Lagi, lagi doaku terkabul. Teman dekatku mengajak aku untuk mengirimkan lamaran kerja ke sebuah bank swasta di Jakarta. Sayang sungguh malang, teman yang mengajakku tidak diterima, sedangkan aku yang diajaknya diterima. Sempat terbesit rasa tak enak hati padanya. Namun, dia yang sungguh tulus hatinya justru mendukung aku untuk melanjutkan seleksi berikutnya. Aku tak akan pernah melupakan jasamu, bahkan hingga kini pun. Ku selalu mengingatmu. 

Ku lepas kerjaanku yang lama, masa kerja ku yang terhitung 6 bulan merupakan pengalaman yang sangat kusyukuri. Walaupun tak ada sesuatu ( dilihat dari materi ) yang kuhasilkan selama bekerja disana.
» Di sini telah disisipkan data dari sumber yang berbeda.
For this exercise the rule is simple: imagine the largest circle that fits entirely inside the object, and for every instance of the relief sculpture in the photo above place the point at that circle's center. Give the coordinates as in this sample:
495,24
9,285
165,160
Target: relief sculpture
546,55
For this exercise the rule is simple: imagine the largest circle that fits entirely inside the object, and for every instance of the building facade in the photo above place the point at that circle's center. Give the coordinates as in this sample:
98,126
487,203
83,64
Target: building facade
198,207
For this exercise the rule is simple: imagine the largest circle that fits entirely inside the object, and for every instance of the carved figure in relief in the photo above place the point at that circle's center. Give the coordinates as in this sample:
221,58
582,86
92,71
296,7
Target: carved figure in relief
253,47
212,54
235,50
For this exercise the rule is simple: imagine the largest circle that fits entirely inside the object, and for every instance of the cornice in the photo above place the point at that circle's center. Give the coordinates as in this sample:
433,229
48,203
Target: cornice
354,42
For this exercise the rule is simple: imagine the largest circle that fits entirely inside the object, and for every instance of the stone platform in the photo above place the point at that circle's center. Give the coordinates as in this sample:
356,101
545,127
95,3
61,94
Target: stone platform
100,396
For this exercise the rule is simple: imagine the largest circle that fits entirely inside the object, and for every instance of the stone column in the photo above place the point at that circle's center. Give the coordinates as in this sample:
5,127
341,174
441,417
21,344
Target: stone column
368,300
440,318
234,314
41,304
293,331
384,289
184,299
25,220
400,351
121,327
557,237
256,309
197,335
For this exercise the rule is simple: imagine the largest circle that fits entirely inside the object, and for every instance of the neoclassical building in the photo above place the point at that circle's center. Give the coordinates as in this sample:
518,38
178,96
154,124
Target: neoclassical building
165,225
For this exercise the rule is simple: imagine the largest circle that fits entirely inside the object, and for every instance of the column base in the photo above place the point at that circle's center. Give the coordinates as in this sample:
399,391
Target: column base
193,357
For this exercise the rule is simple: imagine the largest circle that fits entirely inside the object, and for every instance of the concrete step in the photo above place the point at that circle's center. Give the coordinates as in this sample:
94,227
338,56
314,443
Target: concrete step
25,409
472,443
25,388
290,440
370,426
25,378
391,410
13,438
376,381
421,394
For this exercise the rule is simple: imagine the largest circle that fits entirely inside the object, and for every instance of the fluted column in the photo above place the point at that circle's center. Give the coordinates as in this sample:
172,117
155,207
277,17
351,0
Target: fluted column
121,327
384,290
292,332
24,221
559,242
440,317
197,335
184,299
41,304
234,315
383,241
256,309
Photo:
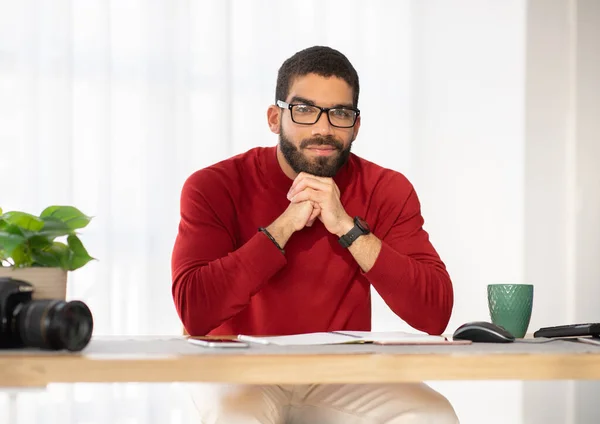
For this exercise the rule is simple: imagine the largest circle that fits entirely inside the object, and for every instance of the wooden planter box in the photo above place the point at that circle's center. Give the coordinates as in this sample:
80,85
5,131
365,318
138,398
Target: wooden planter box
48,283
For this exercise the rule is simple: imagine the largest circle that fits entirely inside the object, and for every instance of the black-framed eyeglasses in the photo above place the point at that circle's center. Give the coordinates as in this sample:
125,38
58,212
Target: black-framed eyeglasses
340,117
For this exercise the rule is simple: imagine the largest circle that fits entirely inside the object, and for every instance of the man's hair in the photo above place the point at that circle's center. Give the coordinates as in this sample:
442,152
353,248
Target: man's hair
320,60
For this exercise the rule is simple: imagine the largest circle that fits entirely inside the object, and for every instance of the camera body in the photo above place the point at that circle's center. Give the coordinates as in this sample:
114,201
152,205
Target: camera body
46,323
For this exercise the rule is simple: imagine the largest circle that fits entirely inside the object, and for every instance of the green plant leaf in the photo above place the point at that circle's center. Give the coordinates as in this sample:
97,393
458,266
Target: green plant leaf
79,256
55,255
23,220
54,227
21,256
10,241
70,215
37,242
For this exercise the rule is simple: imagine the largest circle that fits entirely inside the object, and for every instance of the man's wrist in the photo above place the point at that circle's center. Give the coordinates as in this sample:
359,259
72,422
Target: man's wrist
281,231
346,225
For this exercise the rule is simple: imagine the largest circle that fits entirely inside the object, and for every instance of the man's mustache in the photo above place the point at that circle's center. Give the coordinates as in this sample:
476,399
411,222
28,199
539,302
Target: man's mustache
321,141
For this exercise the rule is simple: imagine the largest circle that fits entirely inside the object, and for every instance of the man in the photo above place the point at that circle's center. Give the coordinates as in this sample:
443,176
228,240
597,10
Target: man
289,239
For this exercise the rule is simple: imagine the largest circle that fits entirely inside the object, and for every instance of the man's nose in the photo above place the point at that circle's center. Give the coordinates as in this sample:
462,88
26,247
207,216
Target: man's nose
322,126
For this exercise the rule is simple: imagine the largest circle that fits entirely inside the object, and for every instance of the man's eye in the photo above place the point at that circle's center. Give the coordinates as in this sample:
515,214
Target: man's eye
304,109
342,113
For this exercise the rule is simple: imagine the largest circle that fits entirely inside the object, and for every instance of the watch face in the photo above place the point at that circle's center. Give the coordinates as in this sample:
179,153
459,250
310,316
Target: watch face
362,224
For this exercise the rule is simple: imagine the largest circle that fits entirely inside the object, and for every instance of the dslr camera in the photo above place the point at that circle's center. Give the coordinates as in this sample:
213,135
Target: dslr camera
44,323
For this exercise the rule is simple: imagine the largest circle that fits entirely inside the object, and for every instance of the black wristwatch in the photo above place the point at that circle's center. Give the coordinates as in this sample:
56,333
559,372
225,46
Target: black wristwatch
360,228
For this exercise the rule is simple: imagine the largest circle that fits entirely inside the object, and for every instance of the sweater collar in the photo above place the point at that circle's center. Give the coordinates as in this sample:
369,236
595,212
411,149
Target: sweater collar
282,182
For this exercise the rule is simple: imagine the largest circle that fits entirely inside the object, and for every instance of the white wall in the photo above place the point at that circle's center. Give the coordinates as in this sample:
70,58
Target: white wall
563,186
467,162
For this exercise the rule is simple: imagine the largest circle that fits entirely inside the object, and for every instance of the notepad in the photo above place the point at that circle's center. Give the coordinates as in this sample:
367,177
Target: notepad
345,337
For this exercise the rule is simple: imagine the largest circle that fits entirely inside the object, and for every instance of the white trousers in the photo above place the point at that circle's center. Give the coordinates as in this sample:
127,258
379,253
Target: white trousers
414,403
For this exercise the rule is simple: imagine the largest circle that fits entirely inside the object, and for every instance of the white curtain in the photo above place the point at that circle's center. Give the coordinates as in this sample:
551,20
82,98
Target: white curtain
110,105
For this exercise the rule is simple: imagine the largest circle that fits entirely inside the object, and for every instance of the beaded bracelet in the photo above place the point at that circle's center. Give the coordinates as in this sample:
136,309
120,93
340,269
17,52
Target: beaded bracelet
264,230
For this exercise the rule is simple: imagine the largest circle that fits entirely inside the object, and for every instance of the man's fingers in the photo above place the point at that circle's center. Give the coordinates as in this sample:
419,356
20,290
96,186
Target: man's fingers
309,181
307,194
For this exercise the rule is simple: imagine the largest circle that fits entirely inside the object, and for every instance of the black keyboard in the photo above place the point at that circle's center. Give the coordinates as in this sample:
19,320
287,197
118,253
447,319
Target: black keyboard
571,330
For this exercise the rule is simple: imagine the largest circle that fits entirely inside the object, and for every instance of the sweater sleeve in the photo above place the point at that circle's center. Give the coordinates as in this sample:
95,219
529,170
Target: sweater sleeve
408,273
213,281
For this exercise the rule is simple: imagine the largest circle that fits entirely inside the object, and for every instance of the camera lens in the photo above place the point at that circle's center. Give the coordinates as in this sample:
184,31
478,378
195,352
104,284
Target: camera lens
55,324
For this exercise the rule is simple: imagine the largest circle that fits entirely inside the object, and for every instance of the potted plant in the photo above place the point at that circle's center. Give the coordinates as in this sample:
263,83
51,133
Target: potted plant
30,252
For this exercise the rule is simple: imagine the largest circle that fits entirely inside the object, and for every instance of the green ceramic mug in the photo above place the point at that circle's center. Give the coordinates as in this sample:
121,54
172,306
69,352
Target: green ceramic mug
510,306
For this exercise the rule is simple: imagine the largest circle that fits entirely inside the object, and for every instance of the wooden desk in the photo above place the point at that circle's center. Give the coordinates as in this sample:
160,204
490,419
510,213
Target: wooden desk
171,359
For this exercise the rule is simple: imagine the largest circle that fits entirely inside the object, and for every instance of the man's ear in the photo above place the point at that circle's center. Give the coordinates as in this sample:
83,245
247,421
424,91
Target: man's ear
356,128
274,119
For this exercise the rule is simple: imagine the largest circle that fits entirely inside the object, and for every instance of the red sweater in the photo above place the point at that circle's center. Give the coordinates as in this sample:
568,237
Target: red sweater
229,278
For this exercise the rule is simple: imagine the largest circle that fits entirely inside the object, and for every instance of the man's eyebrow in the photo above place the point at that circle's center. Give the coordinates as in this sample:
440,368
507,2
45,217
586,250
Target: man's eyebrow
298,99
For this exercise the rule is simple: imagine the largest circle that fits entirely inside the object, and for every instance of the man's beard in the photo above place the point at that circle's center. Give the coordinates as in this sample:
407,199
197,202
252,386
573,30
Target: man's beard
321,166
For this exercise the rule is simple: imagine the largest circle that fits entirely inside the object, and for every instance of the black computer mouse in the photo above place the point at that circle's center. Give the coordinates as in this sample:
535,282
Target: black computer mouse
483,332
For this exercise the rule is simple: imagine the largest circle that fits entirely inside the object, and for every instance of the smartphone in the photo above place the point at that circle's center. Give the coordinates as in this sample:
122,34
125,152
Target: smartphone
214,342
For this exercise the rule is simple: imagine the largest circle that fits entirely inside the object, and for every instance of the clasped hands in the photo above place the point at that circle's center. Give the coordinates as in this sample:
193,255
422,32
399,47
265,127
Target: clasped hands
312,198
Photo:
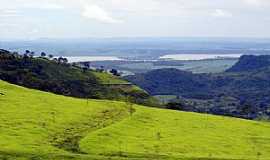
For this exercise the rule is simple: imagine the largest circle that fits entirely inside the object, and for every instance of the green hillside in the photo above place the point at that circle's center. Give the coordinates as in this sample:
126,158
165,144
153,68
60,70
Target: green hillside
37,125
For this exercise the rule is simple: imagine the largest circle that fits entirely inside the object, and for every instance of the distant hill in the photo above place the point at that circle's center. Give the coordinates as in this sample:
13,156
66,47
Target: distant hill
250,62
65,79
42,126
241,94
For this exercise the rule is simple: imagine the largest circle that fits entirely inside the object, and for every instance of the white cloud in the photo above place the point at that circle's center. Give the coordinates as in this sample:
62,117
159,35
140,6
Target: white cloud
221,13
99,14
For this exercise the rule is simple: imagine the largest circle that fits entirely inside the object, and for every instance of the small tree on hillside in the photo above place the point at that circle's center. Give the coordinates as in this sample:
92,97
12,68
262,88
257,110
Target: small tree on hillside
43,54
129,105
51,56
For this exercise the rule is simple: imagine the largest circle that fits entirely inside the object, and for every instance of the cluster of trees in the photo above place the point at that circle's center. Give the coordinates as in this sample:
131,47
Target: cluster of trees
48,75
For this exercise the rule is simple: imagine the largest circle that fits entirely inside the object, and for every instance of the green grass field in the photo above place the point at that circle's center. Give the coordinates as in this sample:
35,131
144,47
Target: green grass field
37,125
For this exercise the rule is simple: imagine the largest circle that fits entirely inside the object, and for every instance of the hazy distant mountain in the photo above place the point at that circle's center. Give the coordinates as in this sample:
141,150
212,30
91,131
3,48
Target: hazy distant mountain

Tapi aku sangat senang. Hingga akhirnya ku pamitan pada divisi tempat aku bekerja. 

Optimisku masih terus mengalir untuk mencari keadaan yang lebih baik. Termasuk di tempat kerja ku yang baru, dimana posisi kerja aku lebih baik dari pada yang kemarin. Aku diposisikan sebagai frontliner di sebuah bank swasta di Jakarta. Sebenarnya jika dilihat dari beban kerja, tempat kerjaku yang baru lebih berat daripada yang terdahulu. 

Awal pengalaman terbaru ku terasa menyenangkan. Aku memakai pakaian layaknya seorang yang lulusan sarjana dan bekerja di gedung perkantoran, dengan memakai high heels, dan make up. Tuntutan pekerjaan. Aku cukup bangga, setidaknya aku tidak meminta kekurangan ongkos lagi jika ku berangkat kerja pada orang tua. Sedikit ku merasa lega.